BMC recently traded at $37.10 a share on a mean one-year target estimate of $41.95 (range $34 to $49). The company does not pay a dividend and is priced at 13.4 times its 2012 earnings. Looking at CA Technologies, one of BMC's primary competitors, we are not impressed. CA recently traded at $27.05 a share in a mean one-year target estimate of $27.78. It pays a $1.00 dividend (3.70% yield) and is priced at 12.7 times its 2012 earnings. BMC has greater upside but CA is priced lower and pays a dividend. We like CA better.
Bridgewater Associates was also bullish about Dell Inc (DELL) during the fourth quarter. The fund had a stake in the company worth $26.67 million or 1.82 million shares at the end of December, up from just 1.38 million shares worth $19.50 million at the end of September. Dell recently traded at $17.36 a share on a mean one-year target estimate of $19.05 (range $14 to $23). The company does not pay a dividend and is priced at 8.2 times its forward earnings.

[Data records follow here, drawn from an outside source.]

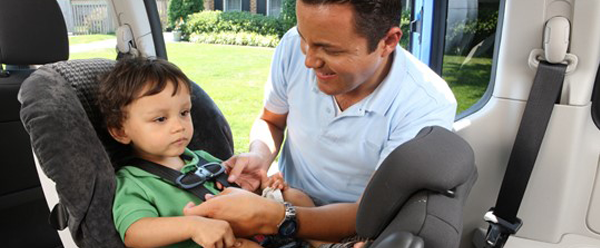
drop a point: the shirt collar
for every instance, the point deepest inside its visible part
(381, 99)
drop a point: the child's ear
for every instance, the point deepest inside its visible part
(119, 135)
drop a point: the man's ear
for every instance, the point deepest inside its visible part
(119, 135)
(390, 40)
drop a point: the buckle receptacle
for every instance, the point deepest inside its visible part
(499, 229)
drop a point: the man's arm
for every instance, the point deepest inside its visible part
(266, 137)
(250, 214)
(328, 223)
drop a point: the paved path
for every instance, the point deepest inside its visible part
(110, 43)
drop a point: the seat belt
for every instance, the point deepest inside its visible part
(192, 181)
(545, 92)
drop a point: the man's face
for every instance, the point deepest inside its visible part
(335, 51)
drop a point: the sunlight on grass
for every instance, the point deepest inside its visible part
(233, 77)
(81, 39)
(468, 81)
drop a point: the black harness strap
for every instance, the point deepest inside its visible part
(193, 181)
(544, 93)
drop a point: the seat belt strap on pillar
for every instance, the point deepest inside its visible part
(544, 93)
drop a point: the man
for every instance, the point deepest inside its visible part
(356, 98)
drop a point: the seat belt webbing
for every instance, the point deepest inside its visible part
(544, 93)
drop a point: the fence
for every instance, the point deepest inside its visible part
(93, 17)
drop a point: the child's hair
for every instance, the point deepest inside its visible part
(124, 84)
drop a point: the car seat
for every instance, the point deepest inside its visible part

Looking at a competitor like Hewlett Packard (HPQ), Dell has less estimated upside - Hewlett Packard recently traded at $25.32 a share on a mean one-year target estimate of $30.48. There is also the fact that Hewlett Packard offers a pretty decent dividend of 48 cents (1.9% yield) whereas Dell does not. Hewlett Packard is also priced lower at just 6.3 times its forward earnings, making it the better pick all around at their current pricing.
We wouldn't recommend either one for investors looking for strong growth. Within this sector, investors would enjoy much more upside and much less risk investing in a company like Apple (AAPL) or Google (GOOG) that has strong expected upside, is trading low relative to its future earnings and has strong growth estimates.